There are 12 different approved specialty courses in physiotherapy. All physiotherapists have virtually the same general competence. If you are looking for someone who specializes in their own field, you might want to ask if they have any of the following titles:
- Specialist in General Physiotherapy
- manual Therapy (Specialist in Manual Therapy)
- Pediatric Physiotherapy (Specialist in Pediatric Physiotherapy)
- Neurological Physiotherapy (Specialist in Neurologic Physiotherapy)
- Sports Physiotherapy (Specialist in Sports Physiotherapy)
- Orthopedic Physiotherapy (Specialist in Orthopedic Physiotherapy)

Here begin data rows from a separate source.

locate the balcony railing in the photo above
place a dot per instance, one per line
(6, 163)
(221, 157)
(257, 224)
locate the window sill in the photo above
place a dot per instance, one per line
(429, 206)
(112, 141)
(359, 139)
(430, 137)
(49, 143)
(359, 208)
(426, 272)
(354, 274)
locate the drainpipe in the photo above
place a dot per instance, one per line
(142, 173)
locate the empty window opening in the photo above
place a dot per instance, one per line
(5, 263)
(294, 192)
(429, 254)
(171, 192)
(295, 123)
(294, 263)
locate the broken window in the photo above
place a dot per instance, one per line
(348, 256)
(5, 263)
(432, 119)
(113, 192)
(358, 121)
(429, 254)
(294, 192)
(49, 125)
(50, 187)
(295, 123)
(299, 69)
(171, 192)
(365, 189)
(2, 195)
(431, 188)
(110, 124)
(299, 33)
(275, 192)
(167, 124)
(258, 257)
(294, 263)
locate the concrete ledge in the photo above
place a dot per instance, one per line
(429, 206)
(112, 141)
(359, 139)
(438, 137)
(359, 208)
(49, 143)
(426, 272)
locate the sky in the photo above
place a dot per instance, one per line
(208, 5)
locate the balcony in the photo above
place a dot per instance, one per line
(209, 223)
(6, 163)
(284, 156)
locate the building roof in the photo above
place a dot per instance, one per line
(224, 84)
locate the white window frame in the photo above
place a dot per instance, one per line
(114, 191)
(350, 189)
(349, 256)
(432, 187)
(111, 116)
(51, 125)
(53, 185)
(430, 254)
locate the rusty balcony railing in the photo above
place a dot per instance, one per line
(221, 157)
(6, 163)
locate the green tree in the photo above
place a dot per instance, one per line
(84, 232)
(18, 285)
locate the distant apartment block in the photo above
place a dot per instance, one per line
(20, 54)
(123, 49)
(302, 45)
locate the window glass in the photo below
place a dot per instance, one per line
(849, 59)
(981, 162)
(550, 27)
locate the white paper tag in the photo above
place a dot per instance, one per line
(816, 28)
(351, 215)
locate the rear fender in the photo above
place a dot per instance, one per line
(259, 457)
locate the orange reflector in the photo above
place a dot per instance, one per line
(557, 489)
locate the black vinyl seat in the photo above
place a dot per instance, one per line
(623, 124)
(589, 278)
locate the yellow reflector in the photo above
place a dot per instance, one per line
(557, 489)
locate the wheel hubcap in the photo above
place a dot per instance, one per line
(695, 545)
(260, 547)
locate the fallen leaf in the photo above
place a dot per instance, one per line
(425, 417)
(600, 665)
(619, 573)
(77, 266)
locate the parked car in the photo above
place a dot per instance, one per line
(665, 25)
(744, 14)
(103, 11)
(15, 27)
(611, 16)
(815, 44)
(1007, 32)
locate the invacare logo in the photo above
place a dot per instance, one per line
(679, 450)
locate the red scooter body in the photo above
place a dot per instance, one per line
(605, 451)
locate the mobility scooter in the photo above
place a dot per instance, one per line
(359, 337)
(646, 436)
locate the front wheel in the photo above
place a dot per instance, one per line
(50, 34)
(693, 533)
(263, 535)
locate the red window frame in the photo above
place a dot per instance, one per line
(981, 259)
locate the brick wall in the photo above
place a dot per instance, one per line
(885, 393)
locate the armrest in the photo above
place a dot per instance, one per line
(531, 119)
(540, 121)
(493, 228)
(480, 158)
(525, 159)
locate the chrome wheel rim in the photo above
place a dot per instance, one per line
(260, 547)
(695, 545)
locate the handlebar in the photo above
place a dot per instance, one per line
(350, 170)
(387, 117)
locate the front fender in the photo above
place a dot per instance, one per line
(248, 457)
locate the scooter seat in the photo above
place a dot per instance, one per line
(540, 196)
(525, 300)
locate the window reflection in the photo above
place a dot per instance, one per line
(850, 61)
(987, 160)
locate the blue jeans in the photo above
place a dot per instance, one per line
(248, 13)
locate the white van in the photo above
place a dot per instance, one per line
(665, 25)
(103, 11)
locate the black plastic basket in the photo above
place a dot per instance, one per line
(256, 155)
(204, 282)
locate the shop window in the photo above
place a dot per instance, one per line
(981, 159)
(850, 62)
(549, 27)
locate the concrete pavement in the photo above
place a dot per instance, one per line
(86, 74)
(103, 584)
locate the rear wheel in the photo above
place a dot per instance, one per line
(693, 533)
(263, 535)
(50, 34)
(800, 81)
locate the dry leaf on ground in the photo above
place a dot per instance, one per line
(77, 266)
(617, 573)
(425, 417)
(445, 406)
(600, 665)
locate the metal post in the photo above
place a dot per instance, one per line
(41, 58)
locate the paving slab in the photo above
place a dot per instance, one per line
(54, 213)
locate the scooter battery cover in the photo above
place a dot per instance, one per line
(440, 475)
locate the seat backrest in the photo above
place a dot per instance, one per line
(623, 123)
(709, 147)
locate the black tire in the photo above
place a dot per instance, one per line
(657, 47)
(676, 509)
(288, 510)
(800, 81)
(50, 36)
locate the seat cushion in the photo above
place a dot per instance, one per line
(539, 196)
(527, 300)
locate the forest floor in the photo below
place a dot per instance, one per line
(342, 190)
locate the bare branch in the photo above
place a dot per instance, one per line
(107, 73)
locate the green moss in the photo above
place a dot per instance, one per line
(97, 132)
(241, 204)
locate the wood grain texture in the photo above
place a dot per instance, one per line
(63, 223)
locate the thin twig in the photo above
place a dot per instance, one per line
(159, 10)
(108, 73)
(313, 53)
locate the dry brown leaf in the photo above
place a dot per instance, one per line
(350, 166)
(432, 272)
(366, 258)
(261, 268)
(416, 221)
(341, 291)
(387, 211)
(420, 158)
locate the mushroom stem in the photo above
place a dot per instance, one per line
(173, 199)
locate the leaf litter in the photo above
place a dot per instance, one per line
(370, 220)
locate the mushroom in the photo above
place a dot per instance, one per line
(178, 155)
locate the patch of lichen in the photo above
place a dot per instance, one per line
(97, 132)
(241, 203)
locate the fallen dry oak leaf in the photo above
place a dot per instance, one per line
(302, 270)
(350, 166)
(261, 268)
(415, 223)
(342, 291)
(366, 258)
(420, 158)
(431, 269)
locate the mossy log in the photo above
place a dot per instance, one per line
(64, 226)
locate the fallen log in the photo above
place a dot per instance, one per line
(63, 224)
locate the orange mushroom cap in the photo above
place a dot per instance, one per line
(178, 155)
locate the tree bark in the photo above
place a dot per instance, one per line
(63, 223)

- Geriatric Physiotherapy (Specialist in Geriatric Physiotherapy)
- Psychiatric and Psychomotor Physiotherapy (Specialist in Psychiatric and Psychosomatic Physiotherapy)
- Oncological Physiotherapy (Specialist in Oncologic Physiotherap)
- Rheumatologic Physiotherapy (Specialist in Rheumatologic Physiotherapy)
- Cardiovascular Physiotherapy (Specialist in Cardio-Respiratory Physiotherapy)
- Obstetric and Gynecologic Physiotherapy (Specialist in Obstetric and Gynecologic Physiotherapy)
In order to obtain a specialist title in physiotherapy, a master's degree must be completed within the individual subject, or approval must be obtained through other special requirements.
Massage and the like have been described in ancient history thousands of years ago, but the first documented, modern form of physiotherapy was the Swedish Per Henrik Ling. He founded the "Royal Center Institute of Gymnastics" in 1813 where emphasis was placed on massage and exercise. In 1887, the Swedish physiotherapists received public approval from the Swedish authorities. Not long after, the United Kingdom (Chartered Society of Physiotherapy, founded in 1894), New Zealand (School of physiotherapy at Otago University, 1913) and the United States (Reed College in Portland, 1914) followed. And it was thanks to this spread that knowledge about this form of treatment could develop and spread.
If you have any questions or similar about this article, it's great if you comment in the comments section below.
- Wikimedia Commons
What can I do even against pain in muscles, nerves and joints?
1. General exercise, specific exercise, stretching and activity are recommended, but stay within the pain limit. Two walks a day of 20-40 minutes make good for the whole body and sore muscles.
2. Trigger point / massage balls we strongly recommend - they come in different sizes so you can hit well even on all parts of the body. There is no better self help than this! We recommend the following (click the image below) - which is a complete set of 5 trigger point / massage balls in different sizes:
3. Training: Specific training with training tricks of various opponents (such as this complete set of 6 knits of different resistance) can help you train strength and function. Knit training often involves more specific training, which in turn can lead to more effective injury prevention and pain reduction.
4. Pain Relief - Cooling: Biofreeze is a natural product that can relieve pain by cooling the area gently. Cooling is especially recommended when the pain is very severe. When they have calmed down then heat treatment is recommended - it is therefore advisable to have both cooling and heating available.
5. Pain Relief - Heating: Warming up tight muscles can increase blood circulation and reduce pain. We recommend the following reusable hot / cold gasket (click here to read more about it) - which can be used both for cooling (can be frozen) and for heating (can be heated in the microwave).
6. Prevention and healing: Compression noise like that like this can increase blood circulation to the affected area, thereby speeding up the natural healing of injured or worn muscles and tendons.
Recommended products for pain relief in pain
Biofreeze (Cold / cryotherapy)
Also read: - Physiotherapy can alleviate Chronic Fatigue Syndrome / ME
Questions about physiotherapy:
Is there anyone here who has tried psychomotor physio, and who would like to share some experiences?